Aurora, anticipato da tre singoli che già lo suggerivano, ci dice che può esistere un pop alternativo che non sia neocantautorato sterile e già sentito, che riesca a non dire la parola “amore” banalmente. Inizia con Questo nostro grande amore, con un titolo classico, quasi da Sanremo, che non lascia colpiti per la riuscita bensì per un amore cinico cantato con allegria. In tutto il disco ci sono le #tastierine FM o i suoni pop, ma i testi sono spesso staffilate che con la faciloneria apparente delle musiche non hanno niente a che fare, citofonate a Il posto più freddo. Questo è il disco dello scoprirsi, del mostrarsi. Si mostra Contessa per la prima volta in un video nel singolo Non finirà, pezzo che ricorda insieme gli Chic (se non avete pensato di cantarci sopra Le Freak non so se voglio parlarvi ancora) e in qualche modo Neffa, che fa storcere il naso all’inizio ma che si fa apprezzare poi per l’atmosfera funky e il testo che ci si sbatte, parlando in realtà del senso della storia – l’idea che l’epoca, e con lei la musica, che stiamo vivendo sia un’epoca di decadenza e di fine – che non finirà. La stessa, seconda traccia, fa da specchio alla penultima Finirà, contraria in attitudine e atmosfere, con la cassa dritta e profonda, ma conseguenza logica al senso di decadenza della sua traccia sorella.

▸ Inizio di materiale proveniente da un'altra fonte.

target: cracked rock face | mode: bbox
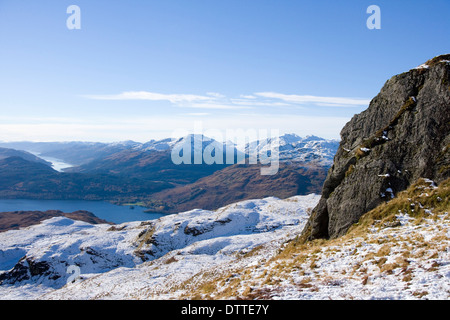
[303,54,450,240]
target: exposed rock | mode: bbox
[303,54,450,239]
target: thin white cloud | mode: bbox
[84,91,370,110]
[85,91,212,104]
[255,92,370,107]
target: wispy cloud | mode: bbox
[85,91,212,104]
[84,91,370,110]
[254,92,370,107]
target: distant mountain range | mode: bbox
[0,134,339,213]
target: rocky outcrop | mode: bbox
[303,54,450,239]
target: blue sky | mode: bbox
[0,0,450,141]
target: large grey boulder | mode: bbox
[303,54,450,239]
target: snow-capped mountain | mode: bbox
[245,134,339,166]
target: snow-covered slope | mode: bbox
[0,195,318,299]
[0,179,450,300]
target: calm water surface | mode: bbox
[0,199,165,223]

Il brano Aurora è la bella versione contemporanea della vecchia storia del passero che deve portare il proprio amore all’amata (“vola via pacchetto digitale”) mentre il tono e la risoluzione degli accordi si fa agrodolce (“i momenti vuoti/i momenti vuoti”) fino all’apparizione di un campionamento di una connessione ad internet a 56 kbps (fitta al cuore) per coronare tutto quest’amore posticcio, distante, digitale. Segue Una cosa stupida, che è di una stucchevolezza tremenda, e invece anche qui si fa tutto il giro: è dolce, triste, così estendibile nel suo essere semplice. Tutto si chiude con la doppia chiusa di Finirà che diventa Sparire, suonata solo col piano elettrico, lo stesso che si sente in tutto Aurora: riprende i temi universalistici trattati ma riporta tutto all’intimo, al personale.
Contessa in Aurora suona, canta, e non se ne vergogna, niente sacchetti in testa; è come quei grandi maestri zen (scuserete il parallelismo, ma di buddismo parla Protobodhisattva, prima di sfaldarsi citando Alan Sorrenti in musica e parole e dicendo nel ritornello «vuoi il culo o la fica») che imparano i segreti oscuri del mondo, il senso della vita, e poi scoprono che è nelle cose semplici. Un giro armonico, un basso caldo, le tastierine.
Se non riuscite a pensare un nuovo pop nostrano forse è un altro problema; qui non si tratta di copiare l’estero o di copiare il passato: al contrario, ne si prendono le basi teoriche e si applicano a qualcosa che è nostro e attuale, senza sfociare nei post-cantautorati di ‘stocazzo o in quel comodo contenitore che è l’indiesfiga. L’evoluzione musicale e testuale de I Cani è stata graduale e sensata; Aurora non è il disco dell’anno, scivola ogni tanto, si perde nei battiatismi da profanare, ma non dice neanche una volta “pigneto” ed è un bel messaggio: ci sono altre vie al pop alternativo, e qualcuno le sta seguendo.